Longest Balanced Substring I – LeetCode 3713 Explained

Problem in plain terms

You’re given a string s (lowercase English letters). A substring is balanced if every distinct character inside it appears the same number of times. Your task is to return the maximum length of any balanced substring.

Example idea: "abba" is balanced because a appears 2 times and b appears 2 times.

Constraints are small enough (s.length <= 1000) that we can afford an efficient “try all starts” approach.

The key observation

A substring is balanced when all non‑zero frequencies are equal:

Suppose the substring has k distinct characters.
And each appears t times.
Then the substring length is k * t.

Now here’s the trick that makes checking fast:

If we know:

distinct = k (how many different letters we’ve seen in the substring)
maxCount = t (the maximum frequency of any letter in that substring)

Then the substring is balanced if and only if:

length == distinct * maxCount

Why does this work?
All character counts are ≤ maxCount. If the sum of all counts equals distinct * maxCount, then none of them can be smaller than maxCount (otherwise the sum would be smaller). So they must all be exactly maxCount.

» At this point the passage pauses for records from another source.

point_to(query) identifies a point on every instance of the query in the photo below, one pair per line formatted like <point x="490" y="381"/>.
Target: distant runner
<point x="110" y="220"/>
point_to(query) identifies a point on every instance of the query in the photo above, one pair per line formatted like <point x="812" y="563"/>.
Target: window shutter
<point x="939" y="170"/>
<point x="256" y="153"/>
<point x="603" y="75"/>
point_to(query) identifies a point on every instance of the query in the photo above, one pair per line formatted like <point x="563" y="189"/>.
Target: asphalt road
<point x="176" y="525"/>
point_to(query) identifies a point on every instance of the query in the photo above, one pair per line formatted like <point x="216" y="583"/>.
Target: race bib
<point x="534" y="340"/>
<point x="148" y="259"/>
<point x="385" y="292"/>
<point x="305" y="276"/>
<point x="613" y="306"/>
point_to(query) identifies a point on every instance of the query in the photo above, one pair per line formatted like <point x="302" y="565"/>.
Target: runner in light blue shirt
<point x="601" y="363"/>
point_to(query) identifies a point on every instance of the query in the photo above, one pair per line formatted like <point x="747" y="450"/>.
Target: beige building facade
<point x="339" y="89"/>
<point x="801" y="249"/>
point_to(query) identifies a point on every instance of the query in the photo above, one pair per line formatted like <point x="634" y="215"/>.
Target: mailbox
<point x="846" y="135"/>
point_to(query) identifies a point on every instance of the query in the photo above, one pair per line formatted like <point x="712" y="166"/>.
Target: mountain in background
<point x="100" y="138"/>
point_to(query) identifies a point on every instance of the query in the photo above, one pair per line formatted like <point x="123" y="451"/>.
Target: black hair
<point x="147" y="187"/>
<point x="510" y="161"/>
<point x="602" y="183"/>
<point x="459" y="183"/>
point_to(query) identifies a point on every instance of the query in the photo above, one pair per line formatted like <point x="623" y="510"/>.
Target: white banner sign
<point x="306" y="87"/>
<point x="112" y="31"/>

This means we don’t need to recompute “min frequency” or compare every letter each time—just maintain distinct and maxCount as we expand the substring.

Approach

We’ll scan all substrings using a simple nested loop:

Pick a start index i
Expand the end index j from i to the end
Maintain:
- freq[26] = frequency of each letter
- distinct = how many letters have frequency > 0
- maxCount = the largest frequency currently in the window
If (j - i + 1) == distinct * maxCount, update the answer.

Because there are only 26 lowercase letters, updates are constant time, and n is only up to 1000.

Walkthrough on a quick example

s = "abbac" → answer is 4, from "abba".

When we consider substring "abba":

frequencies: a=2, b=2
distinct = 2, maxCount = 2
length = 4
distinct * maxCount = 2 * 2 = 4 ✅ balanced

Time and space complexity

Time: O(n^2) (about 500k substring expansions when n=1000)
Space: O(1) (fixed 26-size frequency array)

This is well within limits.

Python solution (clean and fast)

class Solution:
    def longestBalanced(self, s: str) -> int:
        n = len(s)
        ans = 1  # any single character substring is balanced

        for i in range(n):
            freq = [0] * 26
            distinct = 0
            maxCount = 0

            for j in range(i, n):
                idx = ord(s[j]) - ord('a')
                if freq[idx] == 0:
                    distinct += 1
                freq[idx] += 1
                if freq[idx] > maxCount:
                    maxCount = freq[idx]

                length = j - i + 1
                if length == distinct * maxCount:
                    ans = max(ans, length)

        return ans

Common pitfalls

Counting total odds/evens or using prefix sums: doesn’t apply here because the balance is across all distinct characters, not just two types.
Forgetting that 1-character substrings are balanced: because all distinct characters (just one) occur the same number of times.